Coffee helps. But seriously, to get back into the writing flow if I’ve been away, I reread and edit what I’ve already written. If I’m starting a new book, I sometimes reread part of the previous book. It gets me back into the world.

It took 15 years and many obstacles to get TROJAN HORSE published. What is the one piece of advice you would give to writers working on their own novels?

My biggest piece of advice is to like, if not love, what you write. It’s a crazy and uncertain business—and getting published is a crapshoot, even if you write a great book. The point of the writing has to be the writing. If you don’t love what you’re writing, what are you doing this for?

When you write, you don’t get feedback from the readers until the work is finished. You are a talented comedienne. How does getting instant feedback compare?

So with the type of books I write, it generally takes me between six months to a year to finish. Before I signed with Encircle, I would send a manuscript off to agents and editors and wait another three to six months to get the rejections. When you’re doing stand-up, there’s something rewarding in knowing instantly that you suck. Or the flip side, to be less flip, it’s a great feeling to stand on a stage and get laughs and not have to wait on pins and needles to hear what readers think. You either get laughs or you don’t. When you don’t, you can fix it quickly—just change up the jokes for the next gig. It’s a little more difficult and time-consuming to change up a novel. Writing novels and performing stand-up are about the same in terms of monetary compensation, by the way. People at the top do well—the rest of us either have other forms of income or are living on ramen noodles in a great aunt’s basement.

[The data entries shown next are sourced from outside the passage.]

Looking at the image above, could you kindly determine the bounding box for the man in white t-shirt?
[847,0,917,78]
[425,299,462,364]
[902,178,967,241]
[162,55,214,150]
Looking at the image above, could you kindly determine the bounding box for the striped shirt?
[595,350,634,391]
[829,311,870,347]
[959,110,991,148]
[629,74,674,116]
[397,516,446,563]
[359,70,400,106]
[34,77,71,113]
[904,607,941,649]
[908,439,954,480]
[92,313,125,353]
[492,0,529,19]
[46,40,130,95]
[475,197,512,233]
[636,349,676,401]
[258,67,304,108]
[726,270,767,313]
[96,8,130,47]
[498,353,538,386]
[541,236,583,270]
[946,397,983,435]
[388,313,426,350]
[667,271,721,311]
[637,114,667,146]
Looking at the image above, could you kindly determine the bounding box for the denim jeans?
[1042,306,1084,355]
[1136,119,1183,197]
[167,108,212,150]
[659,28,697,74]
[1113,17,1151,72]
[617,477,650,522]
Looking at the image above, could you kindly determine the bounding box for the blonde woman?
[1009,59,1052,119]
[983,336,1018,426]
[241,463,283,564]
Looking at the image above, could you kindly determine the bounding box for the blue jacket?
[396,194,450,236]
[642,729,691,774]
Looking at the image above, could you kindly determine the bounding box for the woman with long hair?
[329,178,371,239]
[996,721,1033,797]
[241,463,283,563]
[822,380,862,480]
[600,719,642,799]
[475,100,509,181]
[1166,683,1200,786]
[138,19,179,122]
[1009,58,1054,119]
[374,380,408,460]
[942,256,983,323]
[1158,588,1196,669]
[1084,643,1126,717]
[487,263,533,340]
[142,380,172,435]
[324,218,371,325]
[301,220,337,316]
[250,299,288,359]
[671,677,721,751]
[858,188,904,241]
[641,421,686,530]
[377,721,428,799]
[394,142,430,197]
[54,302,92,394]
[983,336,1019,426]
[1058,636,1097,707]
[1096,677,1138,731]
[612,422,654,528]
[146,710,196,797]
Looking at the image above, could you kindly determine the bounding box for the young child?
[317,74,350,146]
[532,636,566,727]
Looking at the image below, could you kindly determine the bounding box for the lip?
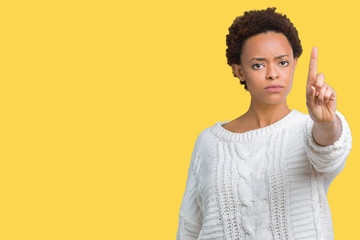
[265,85,284,92]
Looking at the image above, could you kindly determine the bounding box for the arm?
[176,134,202,240]
[305,47,352,175]
[312,113,342,146]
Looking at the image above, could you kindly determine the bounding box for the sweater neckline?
[213,109,298,142]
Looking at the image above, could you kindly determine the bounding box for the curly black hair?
[226,7,302,90]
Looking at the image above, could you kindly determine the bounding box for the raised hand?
[306,47,336,125]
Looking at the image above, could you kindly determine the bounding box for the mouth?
[265,85,284,92]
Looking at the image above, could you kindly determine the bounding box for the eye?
[280,61,289,67]
[252,63,264,69]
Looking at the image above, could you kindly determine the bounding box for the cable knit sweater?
[177,110,352,240]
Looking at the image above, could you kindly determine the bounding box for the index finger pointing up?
[307,47,317,88]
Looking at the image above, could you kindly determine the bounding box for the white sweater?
[176,110,352,240]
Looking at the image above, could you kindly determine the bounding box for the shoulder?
[195,123,219,155]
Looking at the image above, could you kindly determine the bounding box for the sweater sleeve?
[304,111,352,176]
[176,134,202,240]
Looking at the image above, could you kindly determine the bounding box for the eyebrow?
[250,54,289,61]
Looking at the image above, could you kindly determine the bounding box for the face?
[232,32,297,104]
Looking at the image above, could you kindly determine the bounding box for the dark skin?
[223,32,341,146]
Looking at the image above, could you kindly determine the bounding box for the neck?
[244,101,291,128]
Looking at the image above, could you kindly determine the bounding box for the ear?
[231,63,244,81]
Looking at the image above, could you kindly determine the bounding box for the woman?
[177,8,352,240]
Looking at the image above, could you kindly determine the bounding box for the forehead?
[241,32,293,58]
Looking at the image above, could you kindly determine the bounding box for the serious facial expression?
[233,31,297,104]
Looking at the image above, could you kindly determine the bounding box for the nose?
[266,64,279,80]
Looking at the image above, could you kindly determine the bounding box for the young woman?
[177,8,352,240]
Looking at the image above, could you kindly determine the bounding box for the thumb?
[307,86,316,108]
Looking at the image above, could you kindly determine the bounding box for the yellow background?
[0,0,360,240]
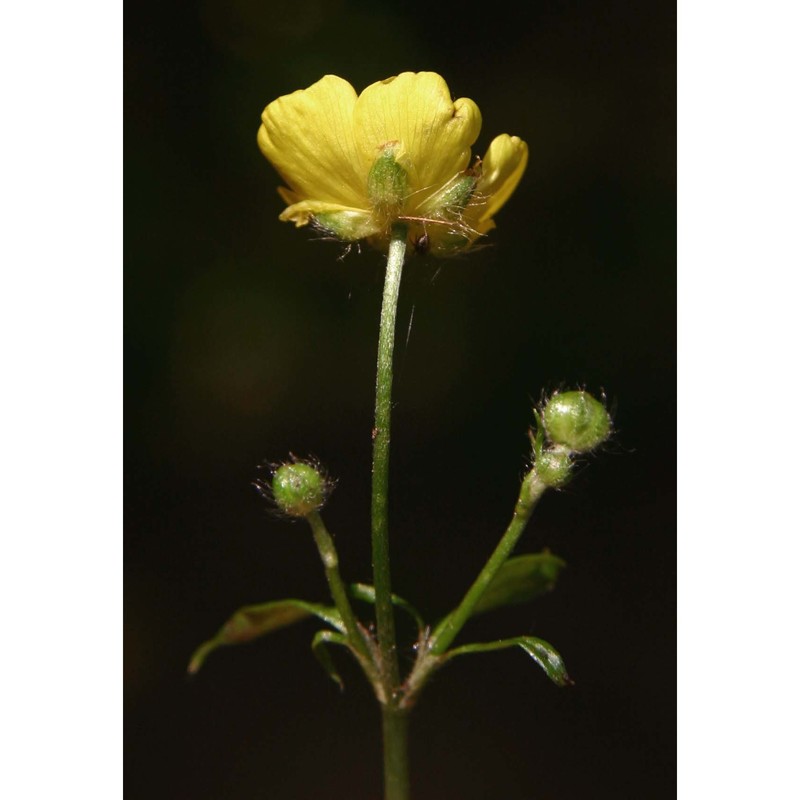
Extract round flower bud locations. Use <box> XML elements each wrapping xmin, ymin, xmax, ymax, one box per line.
<box><xmin>272</xmin><ymin>462</ymin><xmax>328</xmax><ymax>517</ymax></box>
<box><xmin>533</xmin><ymin>449</ymin><xmax>572</xmax><ymax>489</ymax></box>
<box><xmin>542</xmin><ymin>391</ymin><xmax>611</xmax><ymax>453</ymax></box>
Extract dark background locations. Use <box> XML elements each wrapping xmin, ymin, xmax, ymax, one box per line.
<box><xmin>125</xmin><ymin>0</ymin><xmax>675</xmax><ymax>800</ymax></box>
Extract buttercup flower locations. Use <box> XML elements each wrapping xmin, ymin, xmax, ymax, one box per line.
<box><xmin>258</xmin><ymin>72</ymin><xmax>528</xmax><ymax>255</ymax></box>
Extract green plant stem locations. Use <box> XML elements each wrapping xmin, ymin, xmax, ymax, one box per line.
<box><xmin>306</xmin><ymin>511</ymin><xmax>372</xmax><ymax>664</ymax></box>
<box><xmin>372</xmin><ymin>225</ymin><xmax>407</xmax><ymax>692</ymax></box>
<box><xmin>381</xmin><ymin>706</ymin><xmax>411</xmax><ymax>800</ymax></box>
<box><xmin>429</xmin><ymin>470</ymin><xmax>547</xmax><ymax>656</ymax></box>
<box><xmin>372</xmin><ymin>224</ymin><xmax>409</xmax><ymax>800</ymax></box>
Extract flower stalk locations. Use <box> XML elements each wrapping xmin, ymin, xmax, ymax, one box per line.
<box><xmin>372</xmin><ymin>224</ymin><xmax>406</xmax><ymax>702</ymax></box>
<box><xmin>372</xmin><ymin>223</ymin><xmax>409</xmax><ymax>800</ymax></box>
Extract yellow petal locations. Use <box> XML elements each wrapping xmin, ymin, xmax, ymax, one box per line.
<box><xmin>476</xmin><ymin>133</ymin><xmax>528</xmax><ymax>220</ymax></box>
<box><xmin>258</xmin><ymin>75</ymin><xmax>365</xmax><ymax>207</ymax></box>
<box><xmin>354</xmin><ymin>72</ymin><xmax>481</xmax><ymax>196</ymax></box>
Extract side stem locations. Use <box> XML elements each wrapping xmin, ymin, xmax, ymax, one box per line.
<box><xmin>306</xmin><ymin>511</ymin><xmax>374</xmax><ymax>671</ymax></box>
<box><xmin>429</xmin><ymin>470</ymin><xmax>547</xmax><ymax>656</ymax></box>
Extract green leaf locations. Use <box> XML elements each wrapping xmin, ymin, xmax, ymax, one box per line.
<box><xmin>445</xmin><ymin>636</ymin><xmax>575</xmax><ymax>686</ymax></box>
<box><xmin>189</xmin><ymin>599</ymin><xmax>344</xmax><ymax>675</ymax></box>
<box><xmin>472</xmin><ymin>551</ymin><xmax>566</xmax><ymax>615</ymax></box>
<box><xmin>347</xmin><ymin>583</ymin><xmax>425</xmax><ymax>630</ymax></box>
<box><xmin>311</xmin><ymin>631</ymin><xmax>350</xmax><ymax>689</ymax></box>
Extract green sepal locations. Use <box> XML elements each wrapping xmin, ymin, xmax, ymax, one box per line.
<box><xmin>445</xmin><ymin>636</ymin><xmax>575</xmax><ymax>686</ymax></box>
<box><xmin>311</xmin><ymin>630</ymin><xmax>350</xmax><ymax>691</ymax></box>
<box><xmin>347</xmin><ymin>583</ymin><xmax>425</xmax><ymax>631</ymax></box>
<box><xmin>188</xmin><ymin>599</ymin><xmax>345</xmax><ymax>675</ymax></box>
<box><xmin>472</xmin><ymin>550</ymin><xmax>566</xmax><ymax>615</ymax></box>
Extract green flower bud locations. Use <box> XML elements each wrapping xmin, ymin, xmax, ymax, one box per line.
<box><xmin>542</xmin><ymin>391</ymin><xmax>611</xmax><ymax>453</ymax></box>
<box><xmin>313</xmin><ymin>211</ymin><xmax>379</xmax><ymax>242</ymax></box>
<box><xmin>272</xmin><ymin>461</ymin><xmax>330</xmax><ymax>517</ymax></box>
<box><xmin>533</xmin><ymin>449</ymin><xmax>572</xmax><ymax>489</ymax></box>
<box><xmin>367</xmin><ymin>142</ymin><xmax>408</xmax><ymax>211</ymax></box>
<box><xmin>418</xmin><ymin>170</ymin><xmax>478</xmax><ymax>220</ymax></box>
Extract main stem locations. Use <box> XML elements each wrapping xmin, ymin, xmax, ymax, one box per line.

What can we expect from you next?

Right now, I’m finishing up the next book in the Kolya Petrov series. The one sentence description: A former intelligence operative, still recovering from the after-effects of imprisonment and torture, is drawn back into the game when his childhood friend holds the key to preventing a nerve agent attack on American soil. As a preview, there’s a glimpse or two of that childhood friend, Dmitri, in TROJAN HORSE. Nerve Attack is scheduled for release in September 2021.

*****

S. Lee Manning spent two years as managing editor of Law Enforcement Communications before realizing that lawyers make a lot more money. A subsequent career as an attorney spanned from a first-tier New York law firm, Cravath, Swaine & Moore, to working for the State of New Jersey, to solo practice. In 2001, Manning agreed to chair New Jerseyans for Alternatives to the Death Penalty (NJADP), writing articles on the risk of wrongful execution and arguing against the death penalty on radio and television in the years leading up to its abolition in the state in 2007. An award winning short story writer, Manning is the author of international thrillers. Her lifelong interests in Russia and espionage are reflected in her Kolya Petrov thrillers.